The intense counterterrorism campaigns of the last two decades have surely reduced terrorists’ ability to plan and carry out such a complex effort. But we simply do not know what capability might remain. The Taliban’s rapid return to power in Afghanistan could add to that capability, making that country a terrorist haven again—but there are many other largely ungoverned or terrorist-controlled places where such a project could be undertaken.
And the capability side of the equation can change at remarkable speed. In January 2014, the US intelligence community did not mention the Islamic State in its annual assessment of threats to US security. By summer, the group had seized much of Iraq and Syria and declared a global caliphate.
Opportunity.Fortunately, around the world, security for plutonium and HEU is far better than it once was, making it far harder for terrorists to get their hands on the needed ingredients for a bomb.

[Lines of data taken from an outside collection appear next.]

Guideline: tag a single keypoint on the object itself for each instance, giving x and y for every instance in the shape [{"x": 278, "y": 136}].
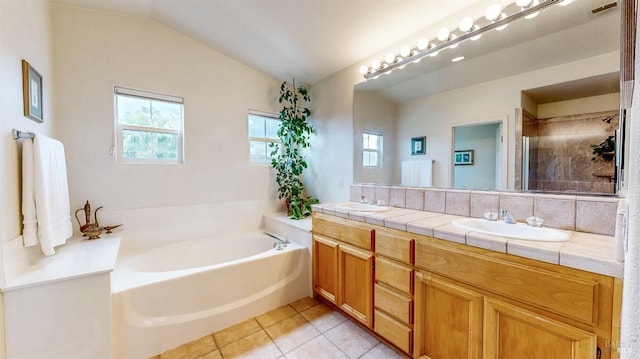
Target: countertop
[
  {"x": 79, "y": 257},
  {"x": 584, "y": 251}
]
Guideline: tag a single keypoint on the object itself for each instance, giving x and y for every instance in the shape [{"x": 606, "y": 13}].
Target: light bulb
[
  {"x": 493, "y": 12},
  {"x": 443, "y": 34},
  {"x": 466, "y": 24},
  {"x": 390, "y": 58},
  {"x": 423, "y": 44},
  {"x": 405, "y": 51}
]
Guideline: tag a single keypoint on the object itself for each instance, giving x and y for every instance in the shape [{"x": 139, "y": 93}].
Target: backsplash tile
[
  {"x": 458, "y": 202},
  {"x": 435, "y": 200},
  {"x": 557, "y": 211},
  {"x": 596, "y": 215},
  {"x": 415, "y": 199},
  {"x": 397, "y": 197},
  {"x": 483, "y": 201}
]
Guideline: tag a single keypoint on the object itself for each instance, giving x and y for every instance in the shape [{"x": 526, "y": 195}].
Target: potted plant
[
  {"x": 286, "y": 157},
  {"x": 605, "y": 150}
]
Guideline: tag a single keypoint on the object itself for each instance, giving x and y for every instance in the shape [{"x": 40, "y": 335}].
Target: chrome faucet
[
  {"x": 280, "y": 243},
  {"x": 507, "y": 217}
]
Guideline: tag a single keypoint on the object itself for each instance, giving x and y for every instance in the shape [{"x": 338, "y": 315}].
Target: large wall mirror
[{"x": 523, "y": 109}]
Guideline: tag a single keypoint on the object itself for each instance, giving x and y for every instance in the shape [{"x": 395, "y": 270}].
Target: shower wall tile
[
  {"x": 482, "y": 202},
  {"x": 520, "y": 205},
  {"x": 397, "y": 197},
  {"x": 458, "y": 202},
  {"x": 435, "y": 200},
  {"x": 596, "y": 215},
  {"x": 557, "y": 211},
  {"x": 415, "y": 199}
]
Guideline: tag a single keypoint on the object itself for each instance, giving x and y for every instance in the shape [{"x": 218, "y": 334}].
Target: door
[{"x": 355, "y": 283}]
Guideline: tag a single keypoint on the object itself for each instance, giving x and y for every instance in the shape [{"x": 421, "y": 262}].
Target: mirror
[{"x": 560, "y": 67}]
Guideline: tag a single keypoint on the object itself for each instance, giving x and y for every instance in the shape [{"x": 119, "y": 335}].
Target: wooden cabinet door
[
  {"x": 355, "y": 283},
  {"x": 448, "y": 319},
  {"x": 325, "y": 268},
  {"x": 511, "y": 332}
]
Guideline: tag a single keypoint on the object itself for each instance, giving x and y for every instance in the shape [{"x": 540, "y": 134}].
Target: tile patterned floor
[{"x": 305, "y": 329}]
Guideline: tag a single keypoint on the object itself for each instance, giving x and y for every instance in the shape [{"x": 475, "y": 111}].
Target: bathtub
[{"x": 178, "y": 292}]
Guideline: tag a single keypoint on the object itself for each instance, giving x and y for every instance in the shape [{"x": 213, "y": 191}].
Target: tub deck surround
[
  {"x": 585, "y": 251},
  {"x": 79, "y": 257}
]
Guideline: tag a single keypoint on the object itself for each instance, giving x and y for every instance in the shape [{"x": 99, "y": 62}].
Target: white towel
[
  {"x": 46, "y": 191},
  {"x": 417, "y": 173}
]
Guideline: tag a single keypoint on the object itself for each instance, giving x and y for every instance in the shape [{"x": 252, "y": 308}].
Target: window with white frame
[
  {"x": 371, "y": 148},
  {"x": 263, "y": 131},
  {"x": 149, "y": 127}
]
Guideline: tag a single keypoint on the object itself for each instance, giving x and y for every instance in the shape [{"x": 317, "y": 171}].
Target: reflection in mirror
[{"x": 559, "y": 67}]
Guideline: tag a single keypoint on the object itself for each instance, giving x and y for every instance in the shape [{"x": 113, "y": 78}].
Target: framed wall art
[
  {"x": 418, "y": 145},
  {"x": 464, "y": 157},
  {"x": 32, "y": 92}
]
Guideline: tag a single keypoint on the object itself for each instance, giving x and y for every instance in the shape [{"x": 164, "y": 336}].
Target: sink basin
[
  {"x": 516, "y": 231},
  {"x": 361, "y": 207}
]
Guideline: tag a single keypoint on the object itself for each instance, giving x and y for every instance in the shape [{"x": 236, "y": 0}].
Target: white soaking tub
[{"x": 172, "y": 294}]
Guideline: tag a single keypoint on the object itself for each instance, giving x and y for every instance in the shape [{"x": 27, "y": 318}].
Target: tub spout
[{"x": 280, "y": 242}]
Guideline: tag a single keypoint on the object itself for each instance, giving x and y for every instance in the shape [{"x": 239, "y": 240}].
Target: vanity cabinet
[
  {"x": 343, "y": 267},
  {"x": 393, "y": 290}
]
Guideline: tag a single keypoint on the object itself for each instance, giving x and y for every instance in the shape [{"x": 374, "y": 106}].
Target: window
[
  {"x": 149, "y": 127},
  {"x": 263, "y": 130},
  {"x": 371, "y": 149}
]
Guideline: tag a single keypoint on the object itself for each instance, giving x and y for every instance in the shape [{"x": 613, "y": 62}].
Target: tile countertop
[
  {"x": 584, "y": 251},
  {"x": 26, "y": 266}
]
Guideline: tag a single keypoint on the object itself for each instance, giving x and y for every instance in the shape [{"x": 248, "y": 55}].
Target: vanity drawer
[
  {"x": 400, "y": 249},
  {"x": 395, "y": 332},
  {"x": 394, "y": 275},
  {"x": 568, "y": 295},
  {"x": 395, "y": 304},
  {"x": 343, "y": 230}
]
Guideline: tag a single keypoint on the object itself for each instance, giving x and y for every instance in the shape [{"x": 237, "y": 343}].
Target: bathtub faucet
[{"x": 280, "y": 242}]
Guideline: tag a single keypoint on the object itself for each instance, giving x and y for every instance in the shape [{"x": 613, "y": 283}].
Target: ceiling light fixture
[{"x": 468, "y": 29}]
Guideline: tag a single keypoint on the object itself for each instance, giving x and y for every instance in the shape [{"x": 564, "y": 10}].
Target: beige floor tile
[
  {"x": 191, "y": 350},
  {"x": 213, "y": 355},
  {"x": 318, "y": 348},
  {"x": 381, "y": 351},
  {"x": 323, "y": 317},
  {"x": 351, "y": 339},
  {"x": 235, "y": 332},
  {"x": 269, "y": 318},
  {"x": 304, "y": 304},
  {"x": 292, "y": 333},
  {"x": 257, "y": 345}
]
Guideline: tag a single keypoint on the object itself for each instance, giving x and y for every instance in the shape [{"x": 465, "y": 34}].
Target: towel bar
[{"x": 17, "y": 134}]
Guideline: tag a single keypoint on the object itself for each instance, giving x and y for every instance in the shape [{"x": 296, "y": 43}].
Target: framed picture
[
  {"x": 418, "y": 145},
  {"x": 32, "y": 92},
  {"x": 464, "y": 157}
]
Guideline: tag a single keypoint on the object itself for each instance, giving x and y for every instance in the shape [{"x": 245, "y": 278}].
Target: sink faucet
[
  {"x": 280, "y": 242},
  {"x": 508, "y": 218}
]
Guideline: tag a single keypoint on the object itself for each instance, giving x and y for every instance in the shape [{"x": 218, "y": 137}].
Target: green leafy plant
[
  {"x": 605, "y": 150},
  {"x": 286, "y": 157}
]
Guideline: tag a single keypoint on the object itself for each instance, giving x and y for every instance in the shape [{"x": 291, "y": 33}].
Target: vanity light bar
[{"x": 417, "y": 54}]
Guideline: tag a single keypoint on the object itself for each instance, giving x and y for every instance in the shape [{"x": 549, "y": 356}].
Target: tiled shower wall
[{"x": 591, "y": 214}]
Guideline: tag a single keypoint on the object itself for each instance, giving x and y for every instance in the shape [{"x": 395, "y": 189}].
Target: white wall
[
  {"x": 25, "y": 33},
  {"x": 375, "y": 113},
  {"x": 96, "y": 50}
]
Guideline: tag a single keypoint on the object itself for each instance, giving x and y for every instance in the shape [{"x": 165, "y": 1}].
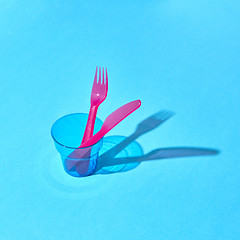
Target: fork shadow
[{"x": 112, "y": 161}]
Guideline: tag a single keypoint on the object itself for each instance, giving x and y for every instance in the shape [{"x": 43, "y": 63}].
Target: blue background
[{"x": 179, "y": 55}]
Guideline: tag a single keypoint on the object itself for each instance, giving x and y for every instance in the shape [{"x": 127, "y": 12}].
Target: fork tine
[
  {"x": 99, "y": 78},
  {"x": 95, "y": 78}
]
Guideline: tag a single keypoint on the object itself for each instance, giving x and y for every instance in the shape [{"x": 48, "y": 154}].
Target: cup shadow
[{"x": 113, "y": 158}]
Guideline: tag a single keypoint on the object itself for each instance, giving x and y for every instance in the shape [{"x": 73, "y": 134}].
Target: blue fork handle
[{"x": 90, "y": 123}]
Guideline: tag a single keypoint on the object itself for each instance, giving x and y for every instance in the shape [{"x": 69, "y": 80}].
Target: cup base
[{"x": 132, "y": 150}]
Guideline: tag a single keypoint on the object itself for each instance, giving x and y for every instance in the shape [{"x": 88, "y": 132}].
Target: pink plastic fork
[{"x": 98, "y": 95}]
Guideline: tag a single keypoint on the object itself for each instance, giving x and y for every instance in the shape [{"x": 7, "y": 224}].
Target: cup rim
[{"x": 69, "y": 146}]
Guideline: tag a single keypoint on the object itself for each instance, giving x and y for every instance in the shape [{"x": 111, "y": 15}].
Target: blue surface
[{"x": 172, "y": 54}]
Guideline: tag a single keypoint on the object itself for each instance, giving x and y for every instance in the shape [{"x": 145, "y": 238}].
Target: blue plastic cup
[{"x": 67, "y": 133}]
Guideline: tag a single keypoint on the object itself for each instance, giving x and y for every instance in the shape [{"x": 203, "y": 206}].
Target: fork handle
[{"x": 90, "y": 123}]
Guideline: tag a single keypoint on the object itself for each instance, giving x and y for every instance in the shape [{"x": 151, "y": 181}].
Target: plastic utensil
[
  {"x": 98, "y": 95},
  {"x": 112, "y": 120}
]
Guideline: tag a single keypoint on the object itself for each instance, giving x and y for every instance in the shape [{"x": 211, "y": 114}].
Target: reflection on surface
[{"x": 111, "y": 158}]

More than half of all the countries that once had such material on their soil have gotten rid of it. While stolen HEU or plutonium was once showing up in parked cars and airplane luggage racks in Europe, there hasn’t been a major seizure of potential nuclear bomb material for a decade now.
Nevertheless, with the Obama-era nuclear security summits now far in the rearview mirror, the momentum of nuclear security improvement has slowed. There is still a need to ensure that nuclear weapons, materials, and facilities are protected against the full range of plausible threats—especially from insiders, who appear to pose the biggest nuclear security problem. The rise of domestic violent extremists in the United States and other advanced democracies makes the insider threat even more challenging. There is still a need for realistic tests and assessments of nuclear security systems’ real capabilities against intelligent adversaries looking for ways to beat them. And there’s still a need to strengthen nuclear security culture—to make sure the staff and guards at nuclear facilities are giving security the priority it needs, day-in and day-out.
If terrorists ever did manage to turn the heart of a modern city into a smoldering radioactive ruin, they would change history. The economic, political, and social consequences would reverberate far and wide. Fears that it could happen again—possibly stoked by terrorist claims that they had more bombs already hidden in cities and would detonate them unless their demands were met—could lead people to flee major cities. The reactions after 9/11—a more aggressive US foreign policy, racist animosity, expanded government powers, cutbacks in civil liberties—would be expanded manyfold, particularly once people realized that the material for such a bomb could be hidden in any suitcase.
President Biden has warned of these dangers. Now is the time for him to act. Despite the many other priorities on his desk, it is time for him to launch a new, expanded nuclear security initiative, working to ensure that nuclear stockpiles worldwide are secure and accounted for to the highest standards, that major obstacles are placed in the path of nuclear smugglers, that states are deterred from helping terrorists with nuclear, biological, or chemical weapons, and that terrorist nuclear plots are found and stopped. The risk of a nuclear 9/11 will persist as long as high-capability terrorists and the materials needed to make a nuclear bomb both exist in the world.